Question:
Let a variable of type double
be cast to a variable of type float
. If a double
variable stores a NaN
value, then it is converted to NaN
. If the double
variable stores the value Inf
, then it is converted to Inf
. If the double
variable stores the value -1e+50
, then it is converted to -Inf
.
Is this behavior guaranteed by the C++ standard, or is it IEEE 754 ? Or is it implementation-defined behavior , or is it generally undefined behavior and generally speaking, it is not worth counting on the fact that -1e+50
is converted to -Inf
?
Answer:
Strictly speaking, the standard does not define the dimensions of float
and double
, but in my answer I will assume that they are of different dimensions and represent 32 and 64 bit data types, respectively.
Because float
can hold numbers from ±1.18×10^(−38) to ±3.4×10^38 , and you try to store a double
variable whose value cannot be float
float
you get -inf
. You get undefined behavior. Therefore, you should not rely on -inf
.
My original answer, stating that you get undefined behavior, is incorrect. Undefined behavior is obtained if we try to put a number in a float
that cannot be represented in it. Here is how it is described in the standard:
C++14 standard [conv.double]
A prvalue of floating point type can be converted to a prvalue of another floating point type. If the source value can be exactly represented in the destination type, the result of the conversion is that exact representation. If the source value is between two adjacent destination values, the result of the conversion is an implementation-defined choice of either of those values. Otherwise, the behavior is undefined.

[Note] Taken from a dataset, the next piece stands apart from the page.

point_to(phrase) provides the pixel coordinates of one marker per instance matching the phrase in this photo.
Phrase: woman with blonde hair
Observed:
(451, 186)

But this is all about the abstract implementation, and we have it quite specific (and this was my mistake – I tried on a specific implementation for an abstract description and made an erroneous conclusion). Since I made an assumption about the range of valid float
values, I took a specific implementation – IEEE 754. And since I took this implementation, then I need to start from it, and not from abstraction.
According to IEEE 754, infinity is part of the type, and therefore its maximum and minimum values are not its delimiters. It's just that everything that lies outside the allowable range is reduced to the desired value according to the rounding rules. So, according to this rule, if you try to represent -1e+50
in a float
, you get -INF
– this is a normal float
value and it is guaranteed when std::numeric_limits<float>::is_iec559
true
*. Those. we have this situation from the standard: "the source value is between two adjacent destination values, the result of the conversion is an implementation-defined choice of either of those values" .
If the above constant is equal to false
, then the answer to the question may be different, but it should also be considered within the framework of a specific implementation, because we have a specific figure in the question, which we cannot consider without specifics from the implementation side.
To sum up: whether such behavior is undefined behavior, whether it is implementation dependent – all this depends on the representation of floating point types and cannot be considered outside of it.
* I did not find the text of the document itself, but many documents that refer to it state this.
In C, by the way, this is more explicitly stated: if the environment supports infinity, then the result is defined and, with the example from the question, it will give guaranteed -inf
. This is described in the C11 standard [5.2.4.2.2/p5]
The minimum range of representable values for a floating type is the most negative finite floating-point number representable in that type through the most positive finite floating point number representable in that type. in addition, if negative infinity is representable in a type, the range of that type is extended to all negative real numbers; likewise, if positive infinity is representable in a type, the range of that type is extended to all positive real numbers.